The alternative, an Open Systems solution, would need to be built around a different set of assumptions how Higher Education works. For example, the starting point of such thinking, as Clayton Christiansen suggested, may be to see Higher Education as an 'User Network Solution', which frames the process of education as membership of and involvement in a community. In this view, Education is not about a defined process, with a well-defined start and end, but an ongoing engagement in a community (which may have different status and honour levels) with a commitment to explore and develop. This may conjoin various closed systems - indeed, it could be built as a network of closed systems, such as employers and universities - focused on evolving a common currency for education-to-employment transition.

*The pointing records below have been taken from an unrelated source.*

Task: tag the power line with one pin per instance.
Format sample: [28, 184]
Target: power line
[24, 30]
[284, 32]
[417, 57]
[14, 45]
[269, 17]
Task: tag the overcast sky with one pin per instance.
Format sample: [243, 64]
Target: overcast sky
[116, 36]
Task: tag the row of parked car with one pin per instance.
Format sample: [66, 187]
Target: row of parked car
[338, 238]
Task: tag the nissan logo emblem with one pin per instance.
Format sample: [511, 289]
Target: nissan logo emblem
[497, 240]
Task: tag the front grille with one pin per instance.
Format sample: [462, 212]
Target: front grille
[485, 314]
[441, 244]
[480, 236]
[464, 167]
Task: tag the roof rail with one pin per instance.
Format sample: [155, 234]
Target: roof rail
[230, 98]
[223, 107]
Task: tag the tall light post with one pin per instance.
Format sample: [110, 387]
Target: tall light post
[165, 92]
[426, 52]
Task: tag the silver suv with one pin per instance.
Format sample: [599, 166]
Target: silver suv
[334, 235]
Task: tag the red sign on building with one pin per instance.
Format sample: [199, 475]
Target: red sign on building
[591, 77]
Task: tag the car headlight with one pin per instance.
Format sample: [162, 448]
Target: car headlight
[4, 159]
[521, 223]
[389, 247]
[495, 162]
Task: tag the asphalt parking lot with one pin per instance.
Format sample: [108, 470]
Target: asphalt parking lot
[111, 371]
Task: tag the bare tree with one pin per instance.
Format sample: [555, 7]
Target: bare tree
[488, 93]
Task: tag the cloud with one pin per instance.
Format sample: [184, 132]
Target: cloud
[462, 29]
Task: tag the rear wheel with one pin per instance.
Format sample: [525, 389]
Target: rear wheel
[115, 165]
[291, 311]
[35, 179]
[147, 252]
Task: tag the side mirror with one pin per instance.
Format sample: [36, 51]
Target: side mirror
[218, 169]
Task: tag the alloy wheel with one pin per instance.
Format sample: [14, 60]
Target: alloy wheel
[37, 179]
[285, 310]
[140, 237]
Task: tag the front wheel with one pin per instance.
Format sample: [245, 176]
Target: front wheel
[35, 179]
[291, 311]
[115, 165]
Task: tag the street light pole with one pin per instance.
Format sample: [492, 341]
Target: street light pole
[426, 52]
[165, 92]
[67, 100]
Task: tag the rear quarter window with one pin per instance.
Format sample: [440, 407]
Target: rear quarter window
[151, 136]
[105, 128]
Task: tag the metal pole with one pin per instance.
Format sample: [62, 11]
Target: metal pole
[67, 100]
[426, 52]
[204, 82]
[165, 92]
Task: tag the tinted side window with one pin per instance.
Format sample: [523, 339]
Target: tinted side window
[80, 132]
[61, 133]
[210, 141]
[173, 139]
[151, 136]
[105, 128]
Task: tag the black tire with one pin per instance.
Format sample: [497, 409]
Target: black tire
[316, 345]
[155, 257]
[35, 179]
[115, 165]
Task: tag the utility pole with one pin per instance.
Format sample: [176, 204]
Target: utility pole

This common currency should be something more wholesome than 'soft skills' (see my post on Soft Skills) and more solid than 'Competences', and yet more practical than University Degrees which bears no meaning outside the seal of authority from the state (see my note here). It must also be more than 'Experience', as experience is context-dependent and often limited to specific circumstances and cultures. The absence of an obvious common currency is indeed why various closed systems continue to exist, hawking various proxies for abilities and attitudes. This is where, however, an Open System may have an unique solution to offer, built out of portfolio of performances, validated by 'trust protocols' (as Blockchain could be), situated in the new Internet of Value (I owe these terms to Don Tapscott). This is what I am now working on - constructing an Open System to connect the Educators and Employers, that allows the learners to build a Portfolio Self as they engage in learning and experience real life, learn from and give back to their communities and participate in a global ecosystem of emergent knowledge.